Operated by charity Micah Liverpool, the market will be just outside the city centre and works through being able to sell food that supermarkets have deemed surplus to requirements. Tony McDonough reports

Food, groceries, shopping
Food, groceries, shopping

 

A new weekly community market that will offer surplus supermarket food at low prices will  start opening in Liverpool from Monday, April 23.

Running from 11am to 2pm every Monday, except Bank Holidays, the market will be based at St Michael in the City on Upper Pitt Street, close to the Baltic Triangle area and its aim is to help those struggling to make ends meet.

It works through being able to sell food that supermarkets have deemed surplus to requirements. This way the produce is cheaper than in regular shops giving more choice and flexibility. Markets like this have been shown to help prevent people having to turn to the emergency aid that foodbanks offer.

Figures show that 64% of people in the Riverside area of the city are either unemployed, receiving sickness benefit, retired, students or homemakers. Many bring in less than the national average income and risk falling into genuine hardship.

The community market has been set up by Micah Liverpool, a charity which aims to achieve justice, fairness and well-being for people in the city. The market will complement the work being carried out by Micah Liverpool through its emergency food aid foodbank which operates from St Bride’s and St Vincent’s church buildings.

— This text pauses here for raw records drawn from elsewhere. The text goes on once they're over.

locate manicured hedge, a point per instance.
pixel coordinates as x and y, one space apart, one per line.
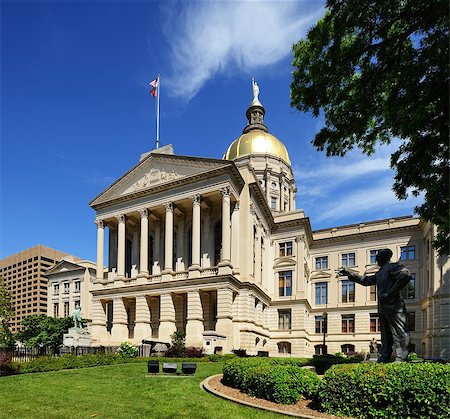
398 390
278 380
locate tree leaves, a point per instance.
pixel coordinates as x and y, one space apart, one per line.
378 70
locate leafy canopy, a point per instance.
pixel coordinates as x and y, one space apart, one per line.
42 330
379 70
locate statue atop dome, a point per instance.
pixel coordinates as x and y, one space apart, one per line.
255 88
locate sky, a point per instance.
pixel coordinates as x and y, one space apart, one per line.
76 112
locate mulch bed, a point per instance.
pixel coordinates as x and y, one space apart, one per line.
303 407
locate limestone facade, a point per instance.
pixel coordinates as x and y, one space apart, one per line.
217 249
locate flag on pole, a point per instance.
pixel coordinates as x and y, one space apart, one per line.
154 87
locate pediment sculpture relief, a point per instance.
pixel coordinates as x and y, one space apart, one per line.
154 176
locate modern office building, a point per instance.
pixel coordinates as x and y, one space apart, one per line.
24 274
216 247
69 285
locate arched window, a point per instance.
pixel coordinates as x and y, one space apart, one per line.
347 348
217 243
284 347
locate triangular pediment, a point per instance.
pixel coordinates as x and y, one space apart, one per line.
320 275
284 262
158 170
64 266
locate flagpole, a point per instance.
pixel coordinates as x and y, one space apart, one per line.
158 91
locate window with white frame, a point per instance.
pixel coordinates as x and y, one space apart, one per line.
407 252
273 202
409 292
322 262
348 323
321 289
374 323
284 319
285 283
348 259
320 324
286 249
373 256
348 292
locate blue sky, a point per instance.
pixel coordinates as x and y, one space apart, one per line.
76 112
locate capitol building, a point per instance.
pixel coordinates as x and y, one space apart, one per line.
217 248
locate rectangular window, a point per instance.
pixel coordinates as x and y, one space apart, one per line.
286 249
407 253
373 293
285 283
321 293
409 292
348 259
411 321
66 309
320 324
284 319
348 323
373 255
374 323
348 292
273 202
322 262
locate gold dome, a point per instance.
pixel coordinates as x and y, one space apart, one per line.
257 141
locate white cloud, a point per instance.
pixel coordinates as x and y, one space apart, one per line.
211 37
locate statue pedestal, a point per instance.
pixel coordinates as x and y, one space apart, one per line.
77 337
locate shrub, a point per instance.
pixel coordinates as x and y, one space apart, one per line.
271 379
127 350
396 390
193 352
323 362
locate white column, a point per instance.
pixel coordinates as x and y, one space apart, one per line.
226 224
168 249
235 239
167 316
258 254
180 262
98 330
157 249
268 187
119 331
142 329
100 248
195 232
194 325
143 265
121 246
224 324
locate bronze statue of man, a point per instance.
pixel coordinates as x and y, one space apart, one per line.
390 279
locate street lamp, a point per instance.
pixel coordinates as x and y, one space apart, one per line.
325 321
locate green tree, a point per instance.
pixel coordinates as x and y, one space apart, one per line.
43 331
6 313
379 70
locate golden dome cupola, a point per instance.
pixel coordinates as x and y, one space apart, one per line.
255 138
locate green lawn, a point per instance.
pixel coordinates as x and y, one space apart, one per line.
116 391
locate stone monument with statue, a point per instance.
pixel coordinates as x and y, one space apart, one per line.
77 335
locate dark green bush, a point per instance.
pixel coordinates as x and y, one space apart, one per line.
398 390
278 380
324 362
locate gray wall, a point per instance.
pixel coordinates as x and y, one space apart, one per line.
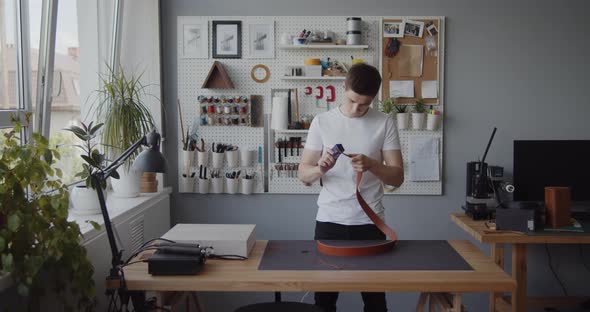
521 66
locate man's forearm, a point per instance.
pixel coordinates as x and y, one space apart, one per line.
390 175
309 174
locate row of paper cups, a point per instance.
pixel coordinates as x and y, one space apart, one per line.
419 121
216 185
242 158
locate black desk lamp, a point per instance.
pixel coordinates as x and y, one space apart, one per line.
150 160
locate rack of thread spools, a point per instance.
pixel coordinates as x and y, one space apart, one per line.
214 159
224 110
220 168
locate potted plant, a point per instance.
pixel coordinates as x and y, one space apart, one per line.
419 114
39 248
402 116
84 199
126 119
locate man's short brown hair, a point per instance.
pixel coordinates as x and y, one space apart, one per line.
363 79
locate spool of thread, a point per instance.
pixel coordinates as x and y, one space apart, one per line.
279 118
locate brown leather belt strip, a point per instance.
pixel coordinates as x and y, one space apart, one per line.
365 250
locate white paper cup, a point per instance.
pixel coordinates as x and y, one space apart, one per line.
202 158
247 186
247 158
216 185
231 185
203 186
186 185
403 120
232 159
432 122
217 160
418 121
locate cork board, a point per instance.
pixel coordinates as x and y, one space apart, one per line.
431 68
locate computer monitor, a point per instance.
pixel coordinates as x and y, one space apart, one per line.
542 163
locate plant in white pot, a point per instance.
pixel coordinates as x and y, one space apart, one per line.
83 198
419 115
126 119
402 116
39 247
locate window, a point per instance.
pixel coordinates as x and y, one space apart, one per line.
7 57
65 101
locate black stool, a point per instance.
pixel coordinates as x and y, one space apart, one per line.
280 307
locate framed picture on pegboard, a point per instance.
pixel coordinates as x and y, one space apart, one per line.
227 39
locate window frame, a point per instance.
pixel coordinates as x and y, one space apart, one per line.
23 68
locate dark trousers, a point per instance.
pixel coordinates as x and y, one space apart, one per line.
374 302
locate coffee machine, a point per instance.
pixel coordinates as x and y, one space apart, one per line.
480 201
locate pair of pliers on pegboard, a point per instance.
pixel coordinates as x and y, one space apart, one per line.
392 47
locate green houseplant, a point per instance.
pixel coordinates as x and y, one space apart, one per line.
38 246
83 197
126 119
419 114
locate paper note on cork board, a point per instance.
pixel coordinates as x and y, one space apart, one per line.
411 59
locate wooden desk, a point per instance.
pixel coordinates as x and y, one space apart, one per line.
220 275
519 242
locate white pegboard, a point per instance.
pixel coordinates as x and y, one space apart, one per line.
192 72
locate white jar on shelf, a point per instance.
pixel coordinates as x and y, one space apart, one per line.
353 24
353 37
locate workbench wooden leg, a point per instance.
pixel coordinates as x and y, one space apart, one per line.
519 273
197 301
431 303
497 254
456 300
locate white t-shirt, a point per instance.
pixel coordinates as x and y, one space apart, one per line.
370 134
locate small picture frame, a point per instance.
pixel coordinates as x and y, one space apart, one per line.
431 28
413 28
261 40
227 39
393 29
194 38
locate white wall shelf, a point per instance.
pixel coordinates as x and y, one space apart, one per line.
292 131
323 46
312 78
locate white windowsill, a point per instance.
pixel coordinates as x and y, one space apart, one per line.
118 208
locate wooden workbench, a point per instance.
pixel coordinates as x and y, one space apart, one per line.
220 275
519 301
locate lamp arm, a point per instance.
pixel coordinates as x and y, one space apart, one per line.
116 254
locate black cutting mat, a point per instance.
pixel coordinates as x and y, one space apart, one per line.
406 255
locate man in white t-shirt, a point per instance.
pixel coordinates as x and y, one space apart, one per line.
372 138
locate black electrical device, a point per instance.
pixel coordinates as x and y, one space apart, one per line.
176 259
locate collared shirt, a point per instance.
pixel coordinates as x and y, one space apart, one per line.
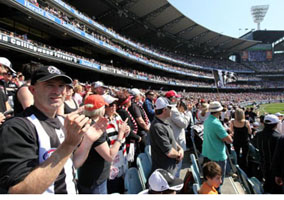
213 147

St Michael in the City is one of three churches that form the Team Parish of St Luke In The City, named after the original name of the Bombed Out Church.

The church has space to offer this community market, is ideally located for customers and so was a logical choice to host this. Micah Liverpool also plans to open a community café.

Paul O’Brien, executive director of Micah Liverpool, said “The scandal of society is that so many people are driven into poverty because they don’t have affordable options to choose from.

“The community market offers people on low income a chance to manage their budgets and feed their families preventing them from hitting the crisis point. We want to get to a point where we no longer need to give emergency food aid through foodbanks.”

Micah Liverpool is a charity launched in partnership between Liverpool Cathedral, Liverpool Metropolitan Cathedral and St Bride’s Church.